Take for example the core argument that by letting intelligent robots fight our wars we save human soldier lives. But it is precisely the horror of death at war that stops us from exterminating each other completely. If we remove the horror then war becomes a children's game, at least for the power that possesses the killer robots. If my soldiers do not bleed or die then what stops me from killing all my enemies? The other argument in favor of autonomous weapons is that they will take better decisions than humans, and will not be prone to vindictiveness or fatigue. But this argument is also weak. Precision war may sound like a "better" war - for example because it limits the killing innocent civilians - but it is the worst war of all. It provides a dangerous alibi to hawks for choosing war before negotiations, discourse or compromise. The greatest fear about AI weapons is that they would ultimately weaponize our consciousness, and make us ruthless and less compassionate. If they were to be developed they would not need to turn around, run amok, and exterminate us. By building them we would have exterminated humanity inside us. And that would be enough to end humanity as we know it.
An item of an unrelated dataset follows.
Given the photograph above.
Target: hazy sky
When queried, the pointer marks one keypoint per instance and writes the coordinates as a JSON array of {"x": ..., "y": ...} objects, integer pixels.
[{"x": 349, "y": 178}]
I signed the letter too, because I totally agree with the position that autonomous weapons that can take life-death decisions must never be developed. But I am also worried that outlawing killer machines would not be enough to obstruct the eventual arrival of the "third revolution in warfare". I am afraid that, after gunpower and nuclear arms, Artificial Intelligence will be used by people to exercise violence against other people, and to gain advantage in conflicts or the battlefield. You see, the letter focused on specialized hardware, such as drones or land robots, which would operate intelligently thanks to sophisticated AI software. But it is not the hardware that will matter in future wars. In an interconnected world, one where the "internet of things" interlinks virtually every device and every person on the planet, war will dematerialize. Airplanes, ships and tanks will become symbolic rather than actual. And present day cyberwars will look like innocent skirmishes compared to the all-out cyberwars of the future, which would be fought by AI systems.

The third revolution in warfare is likely to be one of software, not of hardware. Which makes it more dangerous than anything Terminator or Matrix could imagine. There are two main reasons why AI warfare on cyberspace is a deadly threat for the future. First, it is the low cost of producing software. Unlike the massive investment required to build a sophisticated autonomous drone, a small team of dedicated programmers can put together an AI system that can embed itself in a target, and either destroy it, or change its behavior or purpose. Imagine the control system of a nuclear plant taken over by a hostile AI, or the breaking systems of thousands of driverless cars speeding along the highways of Europe or America rendered functionless. Hacking adequate computer infrastructure to run hostile AI should be easy too. Secondly, the increased interconnectedness of everything provides data insights that a hostile AI could use to plan lethal attacks on infrastructure and lives. Conspiracy theorists of the future would be aghast with the sophistication and cunningness of hostile AI overturning governments, spreading vicious rumors, and destroying societies, by simply manipulating human perception.

Banning autonomous AI weapons is welcome. But the specter of an AI arms race will not vanish. It will only assume a dematerialized, purely digital, and much scarier dimension. The robot wars of the future will be fought in cyberspace.